Previous research has examined the psychological, social, and interpersonal effect of addiction, however the aftermath of these excessive habits remains unexplored. Lead author, David Eddie, Ph.D., and a research scientist says, "Less well-appreciated is the physical disease burden, especially among those who have successfully resolved a significant substance use problem." The researchers analyzed data from the 2017 National Recovery Survey and created a sample of 2,000 American adults who were in the process of recovering from severe substance use. Out of these, 37% had been diagnosed with one or more of the following health problems: liver disease, tuberculosis, HIV or other sexually transmitted infections, cancer, hepatitis C, chronic obstructive pulmonary disease (COPD), heart disease, and diabetes.

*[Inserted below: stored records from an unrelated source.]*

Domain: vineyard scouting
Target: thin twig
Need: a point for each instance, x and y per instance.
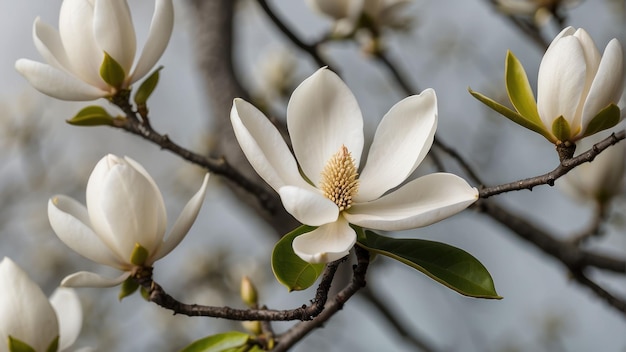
(563, 168)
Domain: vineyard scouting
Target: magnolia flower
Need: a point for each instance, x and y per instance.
(576, 83)
(600, 180)
(96, 39)
(27, 316)
(348, 13)
(322, 186)
(123, 225)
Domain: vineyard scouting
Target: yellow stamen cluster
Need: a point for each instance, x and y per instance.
(340, 179)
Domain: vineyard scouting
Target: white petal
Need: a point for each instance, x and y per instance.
(323, 115)
(48, 43)
(125, 207)
(608, 84)
(184, 221)
(158, 38)
(70, 314)
(70, 222)
(561, 82)
(77, 34)
(419, 203)
(56, 83)
(264, 147)
(88, 279)
(26, 312)
(402, 140)
(326, 243)
(308, 207)
(114, 32)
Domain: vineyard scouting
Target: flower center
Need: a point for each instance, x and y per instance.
(340, 179)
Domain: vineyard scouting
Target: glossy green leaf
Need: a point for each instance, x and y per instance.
(448, 265)
(219, 343)
(606, 118)
(92, 116)
(112, 72)
(289, 269)
(16, 345)
(512, 115)
(519, 90)
(128, 287)
(561, 129)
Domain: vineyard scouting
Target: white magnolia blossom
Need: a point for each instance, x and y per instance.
(347, 13)
(600, 180)
(124, 210)
(27, 315)
(576, 82)
(322, 186)
(87, 30)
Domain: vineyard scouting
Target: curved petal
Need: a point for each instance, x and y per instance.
(114, 32)
(402, 140)
(264, 147)
(88, 279)
(421, 202)
(70, 222)
(323, 115)
(561, 82)
(26, 313)
(124, 207)
(309, 207)
(56, 83)
(48, 43)
(77, 34)
(69, 313)
(608, 84)
(184, 222)
(158, 38)
(326, 243)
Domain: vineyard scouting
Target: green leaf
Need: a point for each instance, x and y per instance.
(92, 116)
(561, 129)
(54, 345)
(288, 268)
(112, 72)
(219, 343)
(519, 90)
(128, 287)
(606, 118)
(512, 115)
(448, 265)
(16, 345)
(139, 255)
(147, 87)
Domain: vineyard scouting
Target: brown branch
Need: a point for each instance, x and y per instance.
(550, 177)
(295, 334)
(143, 276)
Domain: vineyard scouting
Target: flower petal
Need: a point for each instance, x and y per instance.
(326, 243)
(561, 82)
(608, 84)
(88, 279)
(264, 147)
(309, 207)
(70, 222)
(56, 83)
(402, 140)
(69, 313)
(158, 38)
(114, 32)
(184, 222)
(26, 312)
(421, 202)
(323, 115)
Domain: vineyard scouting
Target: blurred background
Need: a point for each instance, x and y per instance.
(449, 45)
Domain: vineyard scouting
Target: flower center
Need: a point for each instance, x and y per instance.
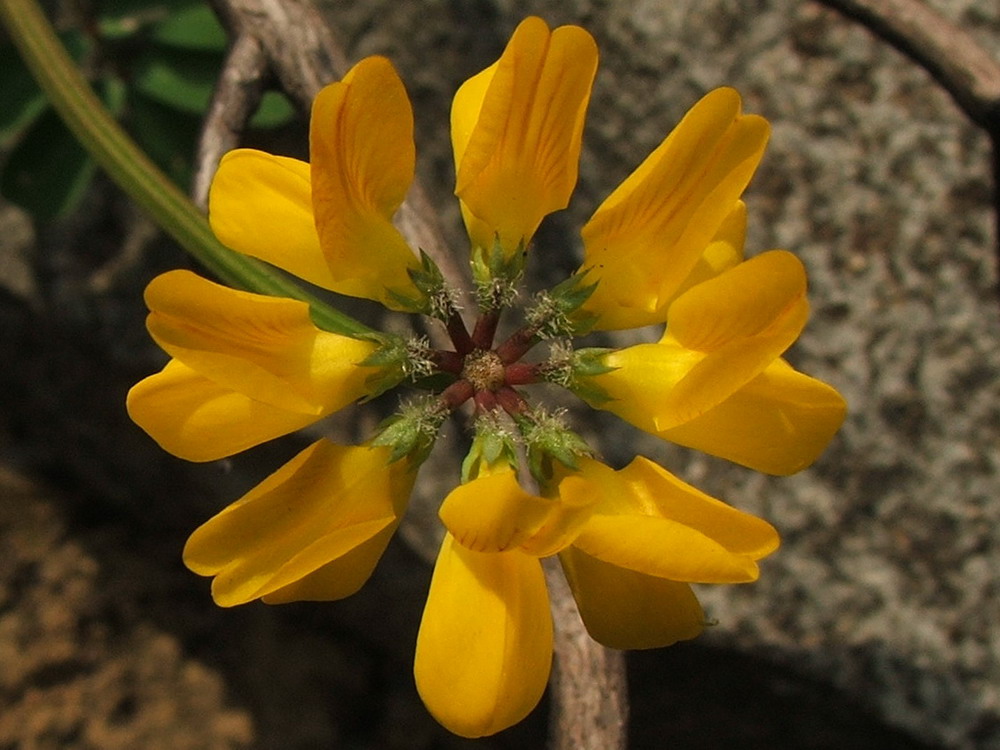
(484, 370)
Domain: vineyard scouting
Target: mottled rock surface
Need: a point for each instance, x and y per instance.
(875, 624)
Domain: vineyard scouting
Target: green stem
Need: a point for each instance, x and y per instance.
(132, 170)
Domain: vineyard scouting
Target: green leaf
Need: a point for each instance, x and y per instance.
(123, 19)
(194, 27)
(274, 111)
(182, 81)
(23, 100)
(49, 171)
(167, 135)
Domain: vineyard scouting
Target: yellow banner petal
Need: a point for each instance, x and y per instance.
(740, 303)
(779, 423)
(646, 238)
(663, 548)
(628, 610)
(517, 132)
(327, 501)
(197, 419)
(484, 649)
(362, 158)
(261, 205)
(492, 513)
(264, 347)
(338, 579)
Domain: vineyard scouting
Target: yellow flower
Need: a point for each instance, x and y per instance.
(245, 368)
(666, 247)
(313, 530)
(629, 541)
(716, 381)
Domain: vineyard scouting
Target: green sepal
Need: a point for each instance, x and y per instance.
(493, 442)
(412, 431)
(583, 365)
(589, 362)
(555, 312)
(496, 275)
(392, 359)
(547, 439)
(572, 292)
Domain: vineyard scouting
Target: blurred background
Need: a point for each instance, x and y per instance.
(875, 625)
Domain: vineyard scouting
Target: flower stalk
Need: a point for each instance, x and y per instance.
(133, 171)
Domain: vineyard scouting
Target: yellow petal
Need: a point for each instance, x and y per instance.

According to the findings, hepatitis C, COPD, heart disease, and diabetes were more frequent among people in recovery, in comparison with the general population. According to Dr. Eddie, "The extent to which these diseases and health conditions continue to persist for the millions of Americans who achieve recovery remains to be clarified, but this study highlights the fact that these negative impacts may continue to affect quality of life, even when people achieve addiction recovery." He concluded that more research is required in order to explore the complex association between addiction and physical disease. He also mentioned that better methods need to be adopted by the healthcare industry to assist those suffering from substance abuse disorders and reduce the risk of disease.